# Can anyone sex this salvini?



## shef (Oct 3, 2004)

Sorry these are the best pics I could get. I would like to know if it's a male or female as I have no idea, thanks!


----------



## dwarfpike (Jan 22, 2008)

I don't see the black mark in the dorsal fin ... so I vote male, nicely colored one too! :thumb:


----------



## bernie comeau (Feb 19, 2007)

Male.

Lack of a dorsal blotch is usually enough to identify a salvini as a male. Although sometimes it is difficult to tell with young sals at a pet shop, as the spot can fade with faded coloration.

Other indications of being male, though less reliable then a lack of a dorsal blotch, are: no black spot on the edge of gill plate, more blue coloration, duller yellow, less or less solid red/orange on the abdomen. Your sal pretty much exihibits all the male traits.

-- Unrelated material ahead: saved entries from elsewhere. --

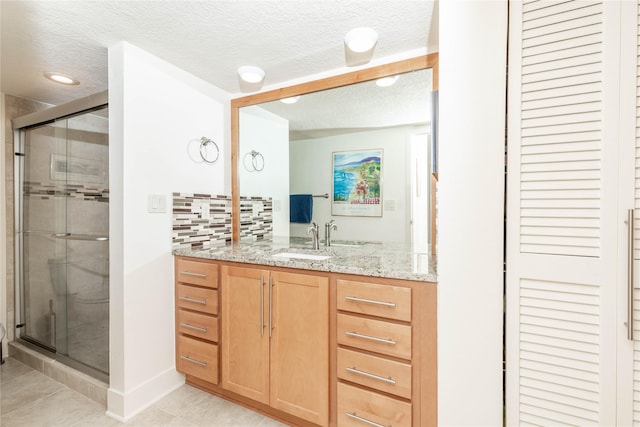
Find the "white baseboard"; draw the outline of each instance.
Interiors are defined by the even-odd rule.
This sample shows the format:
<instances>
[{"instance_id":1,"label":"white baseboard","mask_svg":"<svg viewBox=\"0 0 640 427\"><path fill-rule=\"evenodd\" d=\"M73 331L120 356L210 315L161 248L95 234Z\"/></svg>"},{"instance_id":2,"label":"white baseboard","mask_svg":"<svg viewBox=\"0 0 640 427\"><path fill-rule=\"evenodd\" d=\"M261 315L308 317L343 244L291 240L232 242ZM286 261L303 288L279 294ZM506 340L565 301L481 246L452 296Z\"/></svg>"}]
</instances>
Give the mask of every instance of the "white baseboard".
<instances>
[{"instance_id":1,"label":"white baseboard","mask_svg":"<svg viewBox=\"0 0 640 427\"><path fill-rule=\"evenodd\" d=\"M184 375L175 368L167 369L148 381L120 391L109 388L107 416L125 423L184 384Z\"/></svg>"}]
</instances>

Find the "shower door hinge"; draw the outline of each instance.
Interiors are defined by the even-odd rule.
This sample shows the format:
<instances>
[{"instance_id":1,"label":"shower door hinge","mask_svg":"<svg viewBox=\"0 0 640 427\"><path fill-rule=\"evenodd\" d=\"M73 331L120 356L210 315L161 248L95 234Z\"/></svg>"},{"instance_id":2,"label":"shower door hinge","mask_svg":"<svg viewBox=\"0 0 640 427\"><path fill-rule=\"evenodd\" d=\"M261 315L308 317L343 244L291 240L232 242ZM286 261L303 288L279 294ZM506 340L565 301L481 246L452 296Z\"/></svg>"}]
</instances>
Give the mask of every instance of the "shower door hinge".
<instances>
[{"instance_id":1,"label":"shower door hinge","mask_svg":"<svg viewBox=\"0 0 640 427\"><path fill-rule=\"evenodd\" d=\"M18 323L16 329L24 328L24 323Z\"/></svg>"},{"instance_id":2,"label":"shower door hinge","mask_svg":"<svg viewBox=\"0 0 640 427\"><path fill-rule=\"evenodd\" d=\"M24 157L24 153L14 153L16 156Z\"/></svg>"}]
</instances>

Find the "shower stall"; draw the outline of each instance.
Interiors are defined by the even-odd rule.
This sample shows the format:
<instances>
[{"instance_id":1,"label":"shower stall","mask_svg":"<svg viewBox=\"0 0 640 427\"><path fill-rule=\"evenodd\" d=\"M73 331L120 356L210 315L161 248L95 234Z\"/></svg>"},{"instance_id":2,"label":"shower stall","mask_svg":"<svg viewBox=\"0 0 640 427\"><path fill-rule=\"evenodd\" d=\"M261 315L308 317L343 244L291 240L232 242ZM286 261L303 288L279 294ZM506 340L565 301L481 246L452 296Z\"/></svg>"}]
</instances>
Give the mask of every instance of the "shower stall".
<instances>
[{"instance_id":1,"label":"shower stall","mask_svg":"<svg viewBox=\"0 0 640 427\"><path fill-rule=\"evenodd\" d=\"M16 336L109 373L106 93L15 119Z\"/></svg>"}]
</instances>

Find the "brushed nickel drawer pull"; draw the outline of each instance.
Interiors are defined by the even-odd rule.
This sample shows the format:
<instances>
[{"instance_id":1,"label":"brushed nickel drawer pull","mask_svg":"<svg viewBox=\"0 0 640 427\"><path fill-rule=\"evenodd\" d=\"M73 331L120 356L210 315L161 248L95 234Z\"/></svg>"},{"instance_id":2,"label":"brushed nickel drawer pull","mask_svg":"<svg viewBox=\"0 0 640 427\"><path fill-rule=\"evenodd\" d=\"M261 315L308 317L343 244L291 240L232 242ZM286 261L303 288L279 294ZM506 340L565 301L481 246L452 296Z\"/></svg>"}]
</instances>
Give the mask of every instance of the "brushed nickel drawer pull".
<instances>
[{"instance_id":1,"label":"brushed nickel drawer pull","mask_svg":"<svg viewBox=\"0 0 640 427\"><path fill-rule=\"evenodd\" d=\"M260 336L264 336L264 277L260 276Z\"/></svg>"},{"instance_id":2,"label":"brushed nickel drawer pull","mask_svg":"<svg viewBox=\"0 0 640 427\"><path fill-rule=\"evenodd\" d=\"M354 338L362 338L365 340L370 340L370 341L375 341L375 342L381 342L381 343L385 343L385 344L391 344L391 345L396 345L396 342L392 339L387 339L387 338L378 338L378 337L372 337L370 335L362 335L359 334L357 332L345 332L346 335L350 336L350 337L354 337Z\"/></svg>"},{"instance_id":3,"label":"brushed nickel drawer pull","mask_svg":"<svg viewBox=\"0 0 640 427\"><path fill-rule=\"evenodd\" d=\"M273 335L273 276L269 277L269 338Z\"/></svg>"},{"instance_id":4,"label":"brushed nickel drawer pull","mask_svg":"<svg viewBox=\"0 0 640 427\"><path fill-rule=\"evenodd\" d=\"M180 297L180 299L182 301L192 302L194 304L207 305L207 300L206 299L195 299L195 298L191 298L191 297Z\"/></svg>"},{"instance_id":5,"label":"brushed nickel drawer pull","mask_svg":"<svg viewBox=\"0 0 640 427\"><path fill-rule=\"evenodd\" d=\"M374 423L373 421L370 421L366 418L359 417L356 415L355 412L353 414L350 412L345 412L344 414L349 418L353 418L356 421L360 421L361 423L364 423L373 427L392 427L391 424L389 424L388 426L383 426L382 424Z\"/></svg>"},{"instance_id":6,"label":"brushed nickel drawer pull","mask_svg":"<svg viewBox=\"0 0 640 427\"><path fill-rule=\"evenodd\" d=\"M364 298L351 297L351 296L344 297L344 299L346 299L347 301L353 301L353 302L365 302L367 304L383 305L385 307L395 307L396 306L392 302L376 301L376 300L373 300L373 299L364 299Z\"/></svg>"},{"instance_id":7,"label":"brushed nickel drawer pull","mask_svg":"<svg viewBox=\"0 0 640 427\"><path fill-rule=\"evenodd\" d=\"M344 368L347 372L351 372L352 374L362 375L363 377L371 378L378 381L383 381L385 383L394 384L396 380L391 377L381 377L380 375L370 374L369 372L361 371L360 369L353 368Z\"/></svg>"},{"instance_id":8,"label":"brushed nickel drawer pull","mask_svg":"<svg viewBox=\"0 0 640 427\"><path fill-rule=\"evenodd\" d=\"M634 244L635 244L635 209L629 209L627 212L627 221L629 227L627 241L627 339L633 341L633 282L635 271L634 265Z\"/></svg>"},{"instance_id":9,"label":"brushed nickel drawer pull","mask_svg":"<svg viewBox=\"0 0 640 427\"><path fill-rule=\"evenodd\" d=\"M180 323L180 326L182 326L183 328L193 329L194 331L198 331L198 332L207 332L208 330L207 328L201 328L200 326L194 326L188 323Z\"/></svg>"},{"instance_id":10,"label":"brushed nickel drawer pull","mask_svg":"<svg viewBox=\"0 0 640 427\"><path fill-rule=\"evenodd\" d=\"M203 368L207 367L207 362L201 362L200 360L192 359L189 356L180 356L180 359L186 360L187 362L195 363L196 365L200 365Z\"/></svg>"},{"instance_id":11,"label":"brushed nickel drawer pull","mask_svg":"<svg viewBox=\"0 0 640 427\"><path fill-rule=\"evenodd\" d=\"M184 274L185 276L201 277L203 279L207 278L206 274L203 274L203 273L192 273L190 271L181 271L180 274Z\"/></svg>"}]
</instances>

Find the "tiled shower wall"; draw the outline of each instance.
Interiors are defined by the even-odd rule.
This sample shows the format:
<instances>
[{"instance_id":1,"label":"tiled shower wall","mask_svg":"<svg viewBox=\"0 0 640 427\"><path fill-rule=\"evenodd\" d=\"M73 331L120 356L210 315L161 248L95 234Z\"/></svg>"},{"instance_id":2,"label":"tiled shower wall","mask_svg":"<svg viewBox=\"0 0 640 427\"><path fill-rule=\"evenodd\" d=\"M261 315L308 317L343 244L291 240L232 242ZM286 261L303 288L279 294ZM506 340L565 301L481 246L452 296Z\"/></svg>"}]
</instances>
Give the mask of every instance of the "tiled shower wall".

With age, males tend to be deeper bodied, larger size, larger head, more up turned snout.


----------



## Big Vine (Feb 26, 2007)

That's a very nice male, shef!
It's nice to see pics of the little guy. 8)

BV


----------



## CiChLiD LoVeR128 (Mar 22, 2006)

It's a Boy!  :lol:

And a beauty at that! :thumb:


----------



## gage (Feb 7, 2007)

Male, judging not just by the black spot, but also the amount of pearling on the body.


----------